KLHK menang, Riau Andalan ajukan upaya hukum



KONTAN.CO.ID - JAKARTA. PT Riau Andalan Pulp and Paper (RAPP) akan mengajukan upaya hukum atas putusan Pengadilan Tata Usaha Negara (PTUN). Hal itu menyusul, majelis hakim yang tidak menerima permohonan fiktif positif yang diajukan RAPP terhadap Kementerian Lingkungan Hidup dan Kehutanan (KLHK).

Kuasa hukum RAPP Hamdan Zoelva mengatakan, upaya hukum yang akan diajukan itu adalah peninjauan kembali (PK) ke Mahkamah Agung. "Karena putusan ini sudah bersifat final, kami ingin menguji kembali apakah benar pendapat hakim," ungkapnya usai persidangan di Gedung PTUN, Cakung, Jakarta Timur, Kamis (21/12). Sebab, pihaknya masih bersikukuh pertimbangan majelis hakim tersebut tidak tepat. Sekadar tahu saja, dalam sidang yang diketuai hakim Oenoen Pratiwi itu, majelis menilai gugatan RAPP tersebut tidak memenuhi syarat formalitas permohonan fiktif positif berdasarkan pasal 53 UU Administrasi Pemerintah (UUAP).

Dalam pasal tersebut dikatakan, gugatan fiktif positif hanya bisa diajukan untuk permohonan baru, bukan untuk pencabutan permohonan.
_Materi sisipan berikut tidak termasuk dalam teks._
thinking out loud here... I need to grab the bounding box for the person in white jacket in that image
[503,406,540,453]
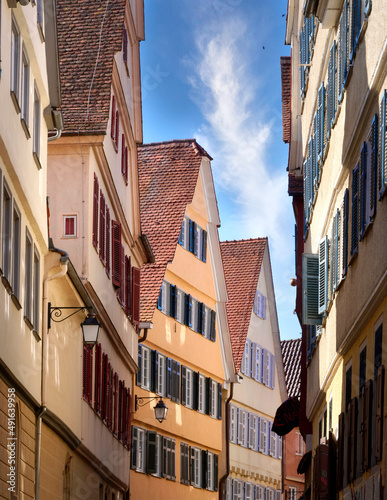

Hal tersebut juga sesuai dengan keterangan saksi ahli administrasi negara dari Universitas Borobudur Jakarta Zudhan Arif Fakhrukloh di persidangan.


Kendati begitu, Hamdan bersikukuh baik permohonan baru ataupun permohonan pencabutan merupakan hal yang sama dan dapat diadili berdasarkan Pasal 53 UUAP. "Ini persoalannya sederhana, karena tidak dijawab dalam waktu 10 hari maka kami menganggap itu dikabulkan dan tidak masuk dalam ruang lingkup tata usaha negara biasa," jelasnya.

Adapun, permohonan ini dilakukan karena RAPP keberatan mengenai SK 5322 yang dikeluarkan KLHK tentang Pembatalan Rencana Kerja Usaha (RKU) periode 2010-2019. SK berisikan Pembatalan Keputusan Menteri Kehutanan No SK.93/VI BHUT/2013 tentang Persetujuan Revisi RKU Pemanfaatan Hasil Hutan Kayu Hutan Tanaman Industri (RKUPHHK-HTI) periode 2010-2019 atas nama PT RAPP yang diterima perusahaan 18 Oktober 2017.

RAPP menganggap keberatan atas pembatalan RKU itu tidak ditanggapi Menteri LHK Siti Nurbaya dalam waktu 10 hari sejak SK diterima, sehingga dianggap bertentangan dengan Undang-undang No.30/2014 tentang Administrasi Pemerintahan.